Captain George Fiott Day, (20 June 1820 – 18 December 1876) was a Royal Navy officer and one of the earliest recipients of the Victoria Cross, the highest award for gallantry in the face of the enemy that can be awarded to British and Commonwealth forces. He was also a Knight of the Legion of Honour.

==Naval career==
George Fiott Day was born in Southampton. He joined the Royal Navy as a First Class Volunteer in 1833. His first vessel sailed to the Pacific Ocean and was wrecked off the coast of Patagonia in 1835. After serving off the west coast of Africa, in 1838 he departed for six and a half years service in the Mediterranean Sea, taking part in the bombardment of St.
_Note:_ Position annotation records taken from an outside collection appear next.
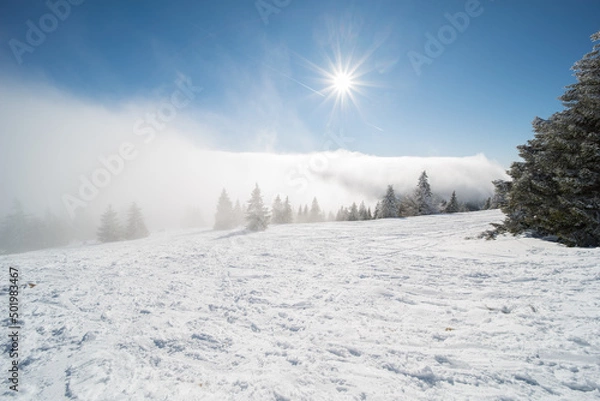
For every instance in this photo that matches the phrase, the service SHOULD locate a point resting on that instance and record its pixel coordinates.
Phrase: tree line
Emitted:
(23, 232)
(421, 202)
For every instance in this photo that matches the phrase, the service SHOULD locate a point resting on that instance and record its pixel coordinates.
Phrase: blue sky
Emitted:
(478, 96)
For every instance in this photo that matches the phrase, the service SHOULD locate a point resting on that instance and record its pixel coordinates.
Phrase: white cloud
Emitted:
(49, 140)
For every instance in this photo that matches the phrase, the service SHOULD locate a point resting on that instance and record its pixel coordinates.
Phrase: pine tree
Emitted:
(555, 190)
(110, 229)
(299, 215)
(362, 212)
(353, 215)
(315, 212)
(423, 196)
(377, 214)
(277, 211)
(342, 214)
(501, 189)
(452, 206)
(288, 214)
(224, 218)
(136, 227)
(389, 204)
(257, 215)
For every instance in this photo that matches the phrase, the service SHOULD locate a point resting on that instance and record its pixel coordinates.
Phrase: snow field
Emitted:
(415, 308)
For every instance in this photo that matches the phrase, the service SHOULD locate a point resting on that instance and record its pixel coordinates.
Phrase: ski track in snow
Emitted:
(415, 309)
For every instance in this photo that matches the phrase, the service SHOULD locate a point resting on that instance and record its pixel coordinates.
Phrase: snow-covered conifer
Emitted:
(452, 206)
(555, 190)
(257, 215)
(389, 204)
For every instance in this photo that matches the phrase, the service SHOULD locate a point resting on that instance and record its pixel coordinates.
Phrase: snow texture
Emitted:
(415, 309)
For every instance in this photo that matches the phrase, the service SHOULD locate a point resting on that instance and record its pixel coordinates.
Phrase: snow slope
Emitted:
(415, 309)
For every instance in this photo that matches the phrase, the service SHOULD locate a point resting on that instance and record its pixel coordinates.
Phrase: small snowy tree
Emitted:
(423, 196)
(353, 215)
(110, 229)
(277, 211)
(136, 228)
(238, 214)
(288, 214)
(452, 206)
(388, 206)
(224, 218)
(342, 214)
(257, 215)
(315, 212)
(362, 212)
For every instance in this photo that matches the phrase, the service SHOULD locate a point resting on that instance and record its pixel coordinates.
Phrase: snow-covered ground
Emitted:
(406, 309)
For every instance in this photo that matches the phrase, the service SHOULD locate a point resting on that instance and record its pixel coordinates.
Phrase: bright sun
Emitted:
(342, 83)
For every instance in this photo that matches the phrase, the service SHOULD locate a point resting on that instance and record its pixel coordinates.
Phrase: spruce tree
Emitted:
(277, 211)
(555, 190)
(299, 215)
(423, 196)
(110, 229)
(362, 212)
(389, 204)
(353, 215)
(136, 227)
(315, 212)
(238, 214)
(224, 218)
(257, 215)
(288, 214)
(452, 206)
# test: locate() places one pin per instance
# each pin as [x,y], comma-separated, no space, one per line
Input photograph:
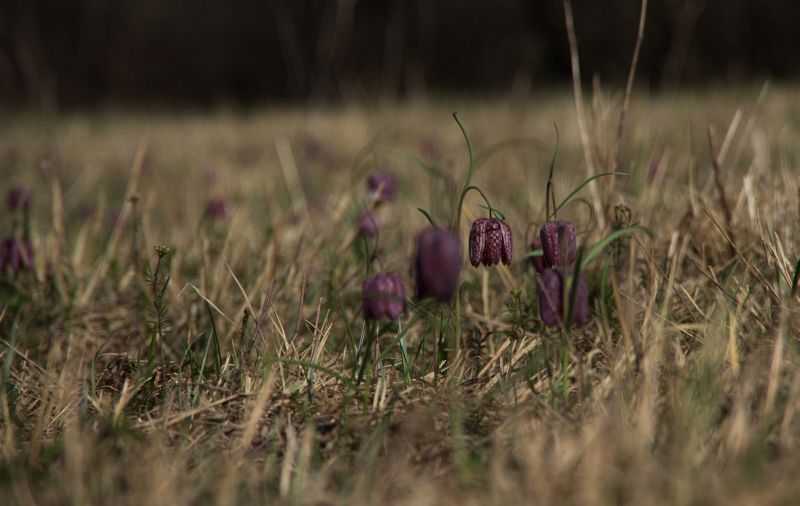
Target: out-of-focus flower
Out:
[490,242]
[552,304]
[382,186]
[384,296]
[558,243]
[437,264]
[217,209]
[368,225]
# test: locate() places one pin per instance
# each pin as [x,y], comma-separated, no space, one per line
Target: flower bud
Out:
[489,242]
[382,186]
[437,264]
[558,243]
[384,296]
[368,225]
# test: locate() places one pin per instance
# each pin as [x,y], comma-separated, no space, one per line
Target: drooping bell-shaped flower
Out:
[382,186]
[554,302]
[368,225]
[437,264]
[558,243]
[538,261]
[217,209]
[384,296]
[490,242]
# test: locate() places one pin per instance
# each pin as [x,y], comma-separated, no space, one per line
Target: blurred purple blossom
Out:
[437,263]
[382,186]
[384,296]
[490,242]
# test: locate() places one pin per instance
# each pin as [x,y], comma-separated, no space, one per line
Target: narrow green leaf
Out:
[598,248]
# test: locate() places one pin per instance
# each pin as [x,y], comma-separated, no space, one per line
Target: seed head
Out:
[558,243]
[552,303]
[382,186]
[368,225]
[384,296]
[437,264]
[489,242]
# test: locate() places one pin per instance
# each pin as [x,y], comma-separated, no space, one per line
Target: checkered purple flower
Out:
[437,264]
[384,296]
[490,242]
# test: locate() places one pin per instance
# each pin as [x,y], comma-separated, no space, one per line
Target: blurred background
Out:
[91,53]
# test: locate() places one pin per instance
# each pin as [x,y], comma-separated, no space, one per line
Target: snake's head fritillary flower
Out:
[217,209]
[490,242]
[437,264]
[558,243]
[384,296]
[382,186]
[368,225]
[538,261]
[552,304]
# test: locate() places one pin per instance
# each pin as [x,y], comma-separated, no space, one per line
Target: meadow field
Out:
[184,324]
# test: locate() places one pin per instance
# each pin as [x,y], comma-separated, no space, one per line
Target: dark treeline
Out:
[89,52]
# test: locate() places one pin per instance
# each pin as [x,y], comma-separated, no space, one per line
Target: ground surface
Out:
[234,383]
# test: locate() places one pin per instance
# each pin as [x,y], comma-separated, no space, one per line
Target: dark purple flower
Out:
[537,261]
[384,296]
[489,242]
[217,209]
[15,254]
[382,185]
[368,225]
[437,264]
[19,199]
[558,243]
[552,306]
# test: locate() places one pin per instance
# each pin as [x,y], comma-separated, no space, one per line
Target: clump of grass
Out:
[240,367]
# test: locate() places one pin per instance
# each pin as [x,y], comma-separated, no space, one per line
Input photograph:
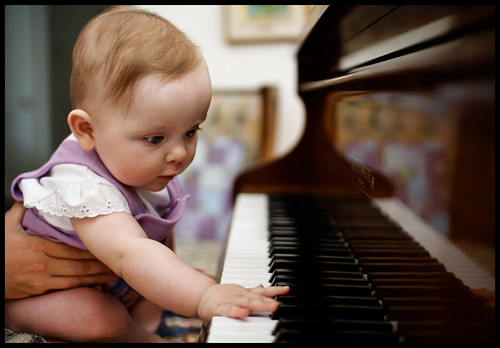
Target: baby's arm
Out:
[159,275]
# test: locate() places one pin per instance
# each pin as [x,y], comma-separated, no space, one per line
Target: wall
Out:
[37,85]
[244,66]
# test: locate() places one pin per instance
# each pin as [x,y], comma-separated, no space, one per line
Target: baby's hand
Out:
[235,301]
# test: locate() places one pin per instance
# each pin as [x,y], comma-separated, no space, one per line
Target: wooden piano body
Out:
[397,64]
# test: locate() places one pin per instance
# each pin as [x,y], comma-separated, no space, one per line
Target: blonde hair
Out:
[122,44]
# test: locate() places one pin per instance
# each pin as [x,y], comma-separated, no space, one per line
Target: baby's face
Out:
[152,140]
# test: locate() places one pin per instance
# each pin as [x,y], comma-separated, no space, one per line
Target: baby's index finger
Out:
[271,291]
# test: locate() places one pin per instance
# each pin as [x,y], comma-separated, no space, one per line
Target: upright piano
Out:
[381,219]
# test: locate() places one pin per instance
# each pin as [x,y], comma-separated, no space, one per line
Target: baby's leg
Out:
[147,314]
[76,315]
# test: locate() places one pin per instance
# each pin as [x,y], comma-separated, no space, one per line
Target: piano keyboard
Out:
[369,290]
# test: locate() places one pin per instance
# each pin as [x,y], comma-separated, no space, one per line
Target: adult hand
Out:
[35,265]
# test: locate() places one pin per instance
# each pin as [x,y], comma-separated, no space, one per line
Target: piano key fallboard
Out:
[355,275]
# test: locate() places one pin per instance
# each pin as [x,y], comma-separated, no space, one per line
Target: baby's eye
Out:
[192,132]
[155,139]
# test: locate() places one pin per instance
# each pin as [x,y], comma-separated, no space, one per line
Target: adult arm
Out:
[159,275]
[35,265]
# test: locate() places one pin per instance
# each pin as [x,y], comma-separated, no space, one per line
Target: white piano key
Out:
[437,245]
[249,330]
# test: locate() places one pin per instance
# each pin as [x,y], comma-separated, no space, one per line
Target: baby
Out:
[140,90]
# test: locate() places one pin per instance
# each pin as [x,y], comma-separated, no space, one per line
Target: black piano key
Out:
[401,281]
[314,272]
[314,280]
[300,257]
[327,289]
[330,311]
[377,276]
[324,251]
[329,300]
[324,265]
[403,267]
[420,290]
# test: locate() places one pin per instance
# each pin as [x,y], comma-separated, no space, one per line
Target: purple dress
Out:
[157,228]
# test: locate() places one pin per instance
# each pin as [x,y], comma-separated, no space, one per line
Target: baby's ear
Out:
[80,123]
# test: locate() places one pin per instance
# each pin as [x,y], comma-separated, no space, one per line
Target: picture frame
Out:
[263,23]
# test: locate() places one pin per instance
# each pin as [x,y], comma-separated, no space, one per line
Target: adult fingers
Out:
[64,251]
[76,268]
[62,283]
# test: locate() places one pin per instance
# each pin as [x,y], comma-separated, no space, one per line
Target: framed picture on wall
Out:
[263,23]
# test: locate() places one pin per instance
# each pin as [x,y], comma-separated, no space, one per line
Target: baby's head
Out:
[140,90]
[118,47]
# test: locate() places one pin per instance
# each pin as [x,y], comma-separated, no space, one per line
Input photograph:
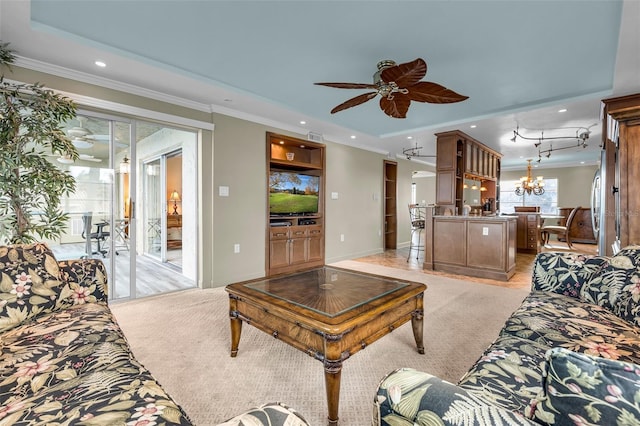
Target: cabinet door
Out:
[278,253]
[486,243]
[315,248]
[446,153]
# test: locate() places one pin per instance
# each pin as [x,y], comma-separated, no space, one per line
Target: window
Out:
[548,201]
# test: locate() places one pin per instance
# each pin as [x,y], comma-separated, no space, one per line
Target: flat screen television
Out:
[293,193]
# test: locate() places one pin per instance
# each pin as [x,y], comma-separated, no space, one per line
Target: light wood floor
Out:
[521,279]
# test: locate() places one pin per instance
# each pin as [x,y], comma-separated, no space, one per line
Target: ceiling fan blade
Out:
[434,93]
[395,106]
[349,85]
[360,99]
[406,74]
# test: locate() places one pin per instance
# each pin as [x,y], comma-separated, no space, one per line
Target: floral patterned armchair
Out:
[570,354]
[65,360]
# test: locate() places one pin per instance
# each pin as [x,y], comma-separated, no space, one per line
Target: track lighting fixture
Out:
[581,134]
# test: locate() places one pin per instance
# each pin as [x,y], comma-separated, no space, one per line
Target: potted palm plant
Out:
[32,187]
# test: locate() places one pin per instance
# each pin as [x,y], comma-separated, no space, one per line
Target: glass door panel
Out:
[126,176]
[153,211]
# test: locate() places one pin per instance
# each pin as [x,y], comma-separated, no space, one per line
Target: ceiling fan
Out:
[83,138]
[397,86]
[66,159]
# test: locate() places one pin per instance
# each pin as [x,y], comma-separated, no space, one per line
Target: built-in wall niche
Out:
[472,194]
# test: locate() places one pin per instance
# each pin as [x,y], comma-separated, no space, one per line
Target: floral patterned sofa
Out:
[63,358]
[569,355]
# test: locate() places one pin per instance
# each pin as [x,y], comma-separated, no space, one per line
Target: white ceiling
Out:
[518,61]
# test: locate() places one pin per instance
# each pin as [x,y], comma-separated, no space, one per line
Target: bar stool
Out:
[416,215]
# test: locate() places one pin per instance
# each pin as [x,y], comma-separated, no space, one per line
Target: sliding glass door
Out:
[123,212]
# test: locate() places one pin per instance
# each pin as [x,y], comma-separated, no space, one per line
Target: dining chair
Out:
[561,231]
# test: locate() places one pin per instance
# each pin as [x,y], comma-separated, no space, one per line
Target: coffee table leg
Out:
[236,326]
[332,372]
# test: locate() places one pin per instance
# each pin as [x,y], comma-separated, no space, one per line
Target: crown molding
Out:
[83,77]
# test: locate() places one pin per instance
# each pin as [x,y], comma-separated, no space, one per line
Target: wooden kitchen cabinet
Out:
[459,156]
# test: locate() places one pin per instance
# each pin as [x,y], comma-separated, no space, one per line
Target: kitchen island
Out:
[478,246]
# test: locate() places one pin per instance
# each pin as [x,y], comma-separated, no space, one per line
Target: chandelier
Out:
[529,185]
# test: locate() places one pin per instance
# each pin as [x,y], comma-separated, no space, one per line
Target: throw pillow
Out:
[29,283]
[629,254]
[273,413]
[582,389]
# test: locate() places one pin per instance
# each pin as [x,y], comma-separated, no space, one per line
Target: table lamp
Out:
[175,197]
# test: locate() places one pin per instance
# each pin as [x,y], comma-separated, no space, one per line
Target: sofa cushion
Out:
[581,389]
[76,366]
[30,283]
[565,273]
[508,374]
[617,288]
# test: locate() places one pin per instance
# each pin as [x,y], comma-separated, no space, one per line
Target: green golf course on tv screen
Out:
[292,193]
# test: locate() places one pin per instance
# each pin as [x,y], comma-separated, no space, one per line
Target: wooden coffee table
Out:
[328,313]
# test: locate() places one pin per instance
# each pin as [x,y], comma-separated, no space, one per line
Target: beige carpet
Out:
[183,338]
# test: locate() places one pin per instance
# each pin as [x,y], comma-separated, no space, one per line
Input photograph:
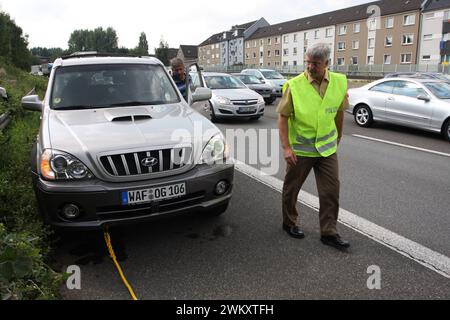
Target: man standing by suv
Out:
[179,76]
[310,122]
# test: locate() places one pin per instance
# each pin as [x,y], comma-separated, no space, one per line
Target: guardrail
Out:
[4,120]
[352,71]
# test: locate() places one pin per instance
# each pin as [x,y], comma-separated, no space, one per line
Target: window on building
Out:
[409,20]
[388,41]
[372,24]
[447,15]
[389,22]
[406,58]
[342,30]
[329,32]
[408,39]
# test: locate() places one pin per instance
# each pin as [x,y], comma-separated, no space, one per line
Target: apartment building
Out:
[435,31]
[209,51]
[381,33]
[227,48]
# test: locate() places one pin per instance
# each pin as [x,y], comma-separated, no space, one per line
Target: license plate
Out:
[153,194]
[247,109]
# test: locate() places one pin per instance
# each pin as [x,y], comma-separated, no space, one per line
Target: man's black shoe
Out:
[294,231]
[335,241]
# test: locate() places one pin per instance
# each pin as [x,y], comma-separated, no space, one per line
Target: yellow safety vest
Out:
[312,128]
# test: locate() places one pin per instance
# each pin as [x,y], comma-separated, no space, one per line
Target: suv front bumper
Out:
[100,202]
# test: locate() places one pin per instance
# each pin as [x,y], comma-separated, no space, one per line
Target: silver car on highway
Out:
[119,144]
[417,103]
[230,97]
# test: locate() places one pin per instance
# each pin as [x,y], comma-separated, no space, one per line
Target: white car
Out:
[417,103]
[272,77]
[231,98]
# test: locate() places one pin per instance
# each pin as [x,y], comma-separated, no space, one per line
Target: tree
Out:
[162,52]
[94,40]
[13,43]
[142,48]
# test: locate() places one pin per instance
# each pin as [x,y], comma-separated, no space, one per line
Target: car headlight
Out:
[58,165]
[223,100]
[216,150]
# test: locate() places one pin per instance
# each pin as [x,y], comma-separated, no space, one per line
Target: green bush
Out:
[23,274]
[24,244]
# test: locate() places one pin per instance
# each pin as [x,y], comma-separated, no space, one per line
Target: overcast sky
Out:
[49,23]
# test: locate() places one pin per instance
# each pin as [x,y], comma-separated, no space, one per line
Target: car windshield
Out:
[111,85]
[439,89]
[272,75]
[248,79]
[441,76]
[223,82]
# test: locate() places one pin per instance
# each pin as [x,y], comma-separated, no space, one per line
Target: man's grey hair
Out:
[320,51]
[176,62]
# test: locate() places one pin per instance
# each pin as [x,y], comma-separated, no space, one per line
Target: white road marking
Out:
[403,145]
[410,249]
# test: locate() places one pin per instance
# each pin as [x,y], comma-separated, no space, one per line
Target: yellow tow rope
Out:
[113,257]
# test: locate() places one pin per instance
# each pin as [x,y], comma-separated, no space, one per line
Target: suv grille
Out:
[244,102]
[146,162]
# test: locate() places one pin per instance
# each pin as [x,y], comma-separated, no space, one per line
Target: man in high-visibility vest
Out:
[311,114]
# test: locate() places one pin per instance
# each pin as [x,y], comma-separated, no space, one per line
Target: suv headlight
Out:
[216,150]
[58,165]
[223,100]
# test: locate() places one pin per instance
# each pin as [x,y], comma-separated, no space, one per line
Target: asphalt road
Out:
[244,254]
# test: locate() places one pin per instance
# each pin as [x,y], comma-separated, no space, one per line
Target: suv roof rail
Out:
[89,54]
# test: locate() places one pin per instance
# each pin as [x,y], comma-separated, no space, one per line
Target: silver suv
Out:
[118,143]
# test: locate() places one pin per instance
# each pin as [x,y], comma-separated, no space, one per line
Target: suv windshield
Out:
[439,89]
[223,82]
[111,85]
[272,75]
[248,79]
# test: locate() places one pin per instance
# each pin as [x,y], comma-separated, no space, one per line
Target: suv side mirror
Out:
[3,93]
[201,94]
[32,103]
[424,98]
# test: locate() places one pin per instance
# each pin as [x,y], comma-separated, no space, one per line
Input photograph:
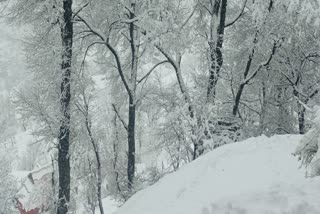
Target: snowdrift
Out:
[256,176]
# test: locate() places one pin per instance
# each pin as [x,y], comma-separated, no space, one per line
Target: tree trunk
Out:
[215,47]
[131,142]
[96,152]
[301,116]
[65,97]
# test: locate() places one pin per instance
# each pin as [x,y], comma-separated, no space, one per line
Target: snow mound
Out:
[256,176]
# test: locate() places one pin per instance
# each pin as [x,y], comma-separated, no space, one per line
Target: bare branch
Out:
[118,115]
[239,15]
[152,69]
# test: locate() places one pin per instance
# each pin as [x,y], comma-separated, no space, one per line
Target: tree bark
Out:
[65,97]
[132,97]
[131,143]
[215,46]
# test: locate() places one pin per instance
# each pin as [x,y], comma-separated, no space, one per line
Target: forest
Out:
[103,98]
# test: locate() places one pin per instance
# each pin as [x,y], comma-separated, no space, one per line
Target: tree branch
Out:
[239,15]
[118,115]
[151,70]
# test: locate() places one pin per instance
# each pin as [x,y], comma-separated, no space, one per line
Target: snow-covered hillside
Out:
[257,176]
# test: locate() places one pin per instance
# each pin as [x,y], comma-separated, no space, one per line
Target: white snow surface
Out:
[257,176]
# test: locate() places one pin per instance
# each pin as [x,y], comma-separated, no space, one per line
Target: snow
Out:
[258,175]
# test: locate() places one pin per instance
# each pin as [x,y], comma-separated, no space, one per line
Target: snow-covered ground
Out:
[257,176]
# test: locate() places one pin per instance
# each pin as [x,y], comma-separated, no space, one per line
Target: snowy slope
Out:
[257,176]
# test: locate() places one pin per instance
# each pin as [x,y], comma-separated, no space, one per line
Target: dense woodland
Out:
[119,93]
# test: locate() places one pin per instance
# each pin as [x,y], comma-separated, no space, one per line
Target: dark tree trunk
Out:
[65,97]
[131,142]
[97,155]
[215,49]
[301,116]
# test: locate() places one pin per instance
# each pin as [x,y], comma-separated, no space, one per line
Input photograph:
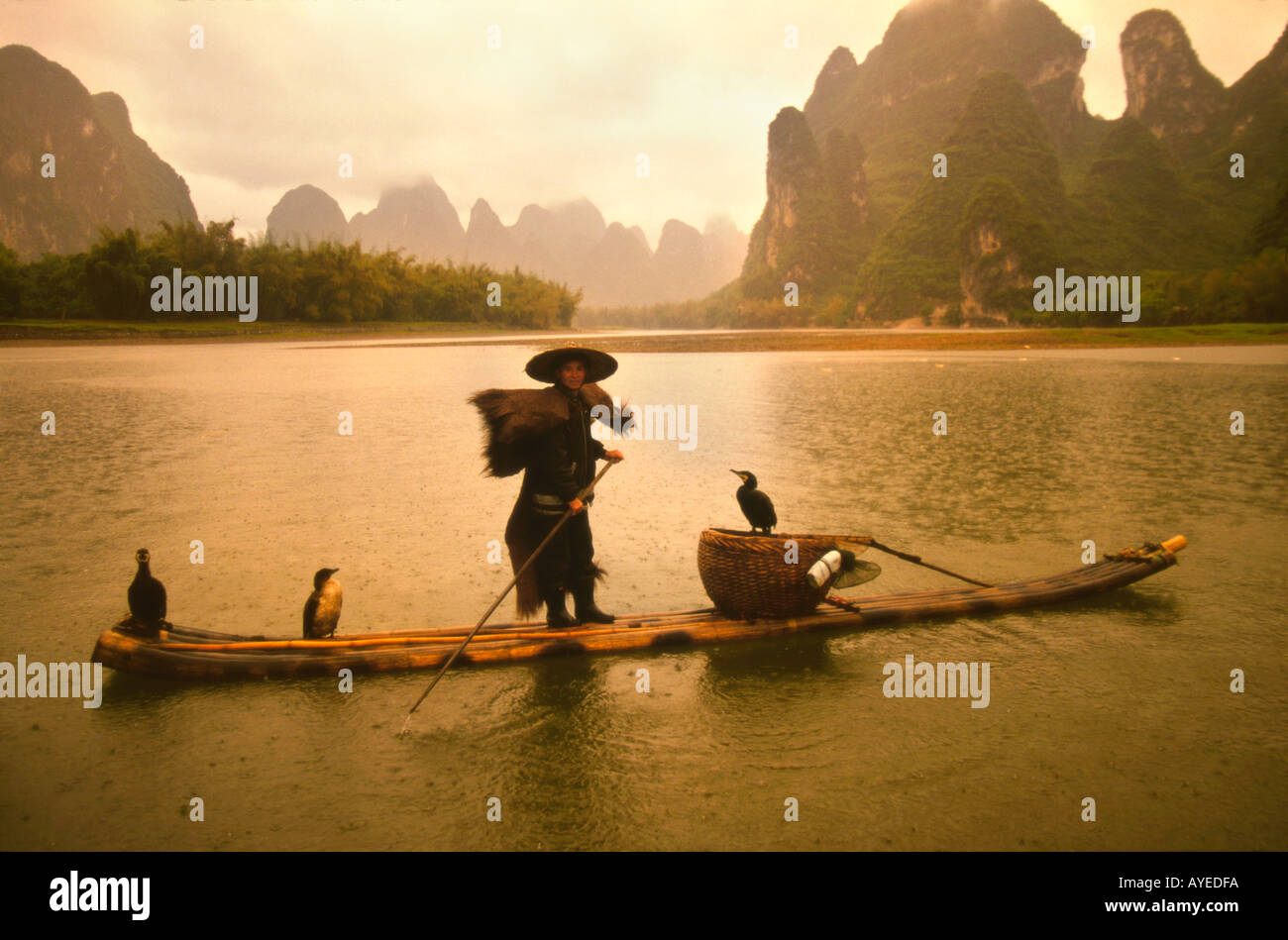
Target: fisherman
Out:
[548,436]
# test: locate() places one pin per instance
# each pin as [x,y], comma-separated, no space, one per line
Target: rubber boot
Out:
[557,613]
[584,603]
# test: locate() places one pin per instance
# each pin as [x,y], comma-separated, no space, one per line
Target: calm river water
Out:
[1125,699]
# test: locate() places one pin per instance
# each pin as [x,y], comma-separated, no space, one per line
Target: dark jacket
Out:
[565,460]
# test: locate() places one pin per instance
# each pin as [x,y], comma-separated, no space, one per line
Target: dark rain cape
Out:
[515,421]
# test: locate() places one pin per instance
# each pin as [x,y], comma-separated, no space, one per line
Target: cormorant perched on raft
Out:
[755,505]
[322,608]
[146,595]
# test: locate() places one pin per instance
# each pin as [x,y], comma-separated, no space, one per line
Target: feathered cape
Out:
[514,421]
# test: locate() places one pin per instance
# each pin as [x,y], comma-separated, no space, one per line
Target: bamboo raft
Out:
[200,655]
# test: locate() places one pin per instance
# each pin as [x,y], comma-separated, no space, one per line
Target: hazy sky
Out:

John d'Acre on the Syrian coast in 1840. From 1845 to 1848, he served in Africa, before departing for the Cape of Good Hope and the coast of Brazil. During the hostilities between the Argentine Confederation and Buenos Aires, he patrolled the Rivers of Paraguay and the Río de la Plata. In 1854, he was sent to the Baltic Sea, and then back to the Mediterranean Fleet, and eventually to the Black Sea in 1855, where he was awarded his Victoria Cross. He was 35 years old, and a lieutenant during the Crimean War:

On 17 September 1855 at Genitichi, Crimea, Lieutenant Day of HMS Recruit was put ashore from a rowing boat to reconnoitre the bridge, batteries and enemy gun boats on the Arabat Spit. He went alone and after covering four or five miles of swampy ground, sometimes up to his thighs in water, he got to within 200 yards of the enemy position, where he found that the gun boats appeared to be under-manned and lightly defended. He returned to his ship convinced that a surprise attack was possible, but had to abandon this plan when he returned on 19 September and found the enemy on the alert and the gun boats fully manned.

In 1857, Day was again off the west coast of Africa, and in late 1858 he sailed for the China Station. He was placed on the Captain's retired list in February 1867, owing to ill health. He retired with the rank of captain.

==Personal life==
In 1858, Day married Mary Ruddell-Todd, the daughter of James Ruddell-Todd, and his wife Eliza Henrietta Campbell, daughter of Duncan Campbell, 5th of Inverneill House. His wife's maternal grandfather was a brother of Sir James Campbell of Inverneill and a nephew of General Sir Archibald Campbell. Mrs Day was a first cousin of Emily Georgina Carter-Campbell of Possil and Willoughby Harcourt Carter. The Days were the parents of three daughters. Captain Day died at Weston-super-Mare, where he is buried. His grave in Milton Road Cemetery, Weston super Mare was unmarked until 1982 when a memorial headstone was installed.